On Tuesday, when Michael Cohen, President Trump’s former lawyer, pleaded guilty to violating campaign finance laws, Democrats demanded that Kavanaugh’s confirmation hearing be postponed. They were quick to call Trump an “unindicted co-conspirator,” and promote a conflict of interest thread that Kavanaugh, if elevated to the high court, might have to someday rule on a case involving the president. What poppycock.
On the same day, former Trump campaign chairman Paul Manafort was found guilty on eight counts of bank and tax fraud, a case where the violations happened years ago but surfaced as part of Special Counsel Robert Mueller’s RussiaTrump “collusion” probe. Of course, Manafort’s conviction reinforced Democratic cackles to delay Kavanaugh’s hearings.
Then on Wednesday, the 11th Circuit Court of Appeals struck down the state of Alabama’s “Unborn Child Protection from Dismemberment Act” as unconstitutional. The state law prohibited women in the third trimester of pregnancy (15 weeks or beyond) from undergoing a certain, destructive abortion procedure.
Once again, Democrats seized upon the ruling — which went in their favor to cut out from the womb a live fetus — to call for a delay in Kavanaugh’s hearings. They railed that appointing another conservative justice to the Supreme Court — Kavanaugh — would lead to rolling back Roe vs. Wade and, in the process, override the federal court’s ruling in Alabama.

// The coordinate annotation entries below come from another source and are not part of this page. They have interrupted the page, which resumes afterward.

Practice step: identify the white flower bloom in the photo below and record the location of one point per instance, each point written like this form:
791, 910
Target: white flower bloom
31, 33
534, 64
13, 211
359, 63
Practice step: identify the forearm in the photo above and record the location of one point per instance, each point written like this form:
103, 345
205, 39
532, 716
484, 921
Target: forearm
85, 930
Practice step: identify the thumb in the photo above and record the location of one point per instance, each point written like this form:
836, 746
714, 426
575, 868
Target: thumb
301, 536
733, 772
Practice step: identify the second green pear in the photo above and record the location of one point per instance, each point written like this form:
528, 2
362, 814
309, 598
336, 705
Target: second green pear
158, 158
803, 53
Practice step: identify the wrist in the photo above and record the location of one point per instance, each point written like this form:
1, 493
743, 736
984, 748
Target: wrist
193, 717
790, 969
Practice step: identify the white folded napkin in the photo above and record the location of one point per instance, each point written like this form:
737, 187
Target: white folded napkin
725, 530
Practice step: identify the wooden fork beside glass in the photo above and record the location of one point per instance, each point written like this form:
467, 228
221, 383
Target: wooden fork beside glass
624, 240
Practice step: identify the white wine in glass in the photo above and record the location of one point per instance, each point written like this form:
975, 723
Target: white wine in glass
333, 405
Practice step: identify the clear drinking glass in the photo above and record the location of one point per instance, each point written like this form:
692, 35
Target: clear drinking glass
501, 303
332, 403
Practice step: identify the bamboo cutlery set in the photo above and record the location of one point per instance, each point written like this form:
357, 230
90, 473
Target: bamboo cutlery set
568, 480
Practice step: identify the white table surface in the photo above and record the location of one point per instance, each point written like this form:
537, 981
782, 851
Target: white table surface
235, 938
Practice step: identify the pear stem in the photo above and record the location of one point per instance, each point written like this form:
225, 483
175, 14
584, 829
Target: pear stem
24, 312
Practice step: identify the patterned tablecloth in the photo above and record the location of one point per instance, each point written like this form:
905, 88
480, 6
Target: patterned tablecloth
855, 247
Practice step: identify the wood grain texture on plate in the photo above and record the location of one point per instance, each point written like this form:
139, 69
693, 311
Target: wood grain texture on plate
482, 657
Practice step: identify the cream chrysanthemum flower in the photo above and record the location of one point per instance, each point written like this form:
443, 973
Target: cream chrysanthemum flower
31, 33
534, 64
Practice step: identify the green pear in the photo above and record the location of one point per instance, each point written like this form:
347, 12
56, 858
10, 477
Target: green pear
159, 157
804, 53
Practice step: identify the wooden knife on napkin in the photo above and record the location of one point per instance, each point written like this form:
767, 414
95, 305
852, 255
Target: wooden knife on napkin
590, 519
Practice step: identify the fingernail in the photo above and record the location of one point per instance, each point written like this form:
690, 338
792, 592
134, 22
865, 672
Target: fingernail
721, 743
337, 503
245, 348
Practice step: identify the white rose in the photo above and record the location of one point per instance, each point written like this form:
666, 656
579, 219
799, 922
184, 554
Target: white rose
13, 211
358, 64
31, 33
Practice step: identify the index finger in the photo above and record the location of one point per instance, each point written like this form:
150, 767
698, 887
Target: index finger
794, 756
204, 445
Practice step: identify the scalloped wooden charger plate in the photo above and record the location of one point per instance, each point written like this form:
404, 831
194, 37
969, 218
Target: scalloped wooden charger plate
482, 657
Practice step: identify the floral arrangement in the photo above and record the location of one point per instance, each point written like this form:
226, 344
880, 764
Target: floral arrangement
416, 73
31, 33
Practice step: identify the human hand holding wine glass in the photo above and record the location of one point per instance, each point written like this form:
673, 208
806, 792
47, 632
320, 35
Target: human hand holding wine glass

When will it end? Democrats are unwilling to give Kavanaugh a public hearing on two counts: First, they know he’s competent and, second, they fear that when he gets before the Senate and the public in televised hearings, Americans will witness a brilliant legal mind and trustworthy jurist who will uphold the U.S. Constitution. Americans, by and large, will be convinced that Kavanaugh should be approved.
What Democrats are doing, however, is leading a public campaign to muddy the issue by tying the legal troubles of President Trump’s former associates to Kavanaugh’s nomination.
Hey, their thinking goes, if Trump picked Cohen and Manafort — and looked what happened to them — how good can his judgment be on Kavanaugh? So they’re out to tarnish Kavanaugh personally, a falsified guilt-byassociation campaign, and delay his hearing until after the midterm elections in November.
Democrats are hoping the congressional election goes their way, leaving them in control of the House and Senate and, ultimately, the high court nomination process. It’s apples and oranges.
Kavanaugh, 53, has a legal track record going back more than a decade. U.S. senators should question the nominee vigorously, and then make the decision whether he is fit to sit on the Supreme Court. The Democrats’ charade to delay — and possibly scuttle — Kavanaugh’s nomination based on unconnected events swirling around the White House must not be allowed to succeed. That’s why Republican Senate Majority Leader Mitch McConnell must stick to the original schedule and launch Kavanaugh’s confirmation hearings in two weeks.
Give Brett Kavanaugh the due process he deserves.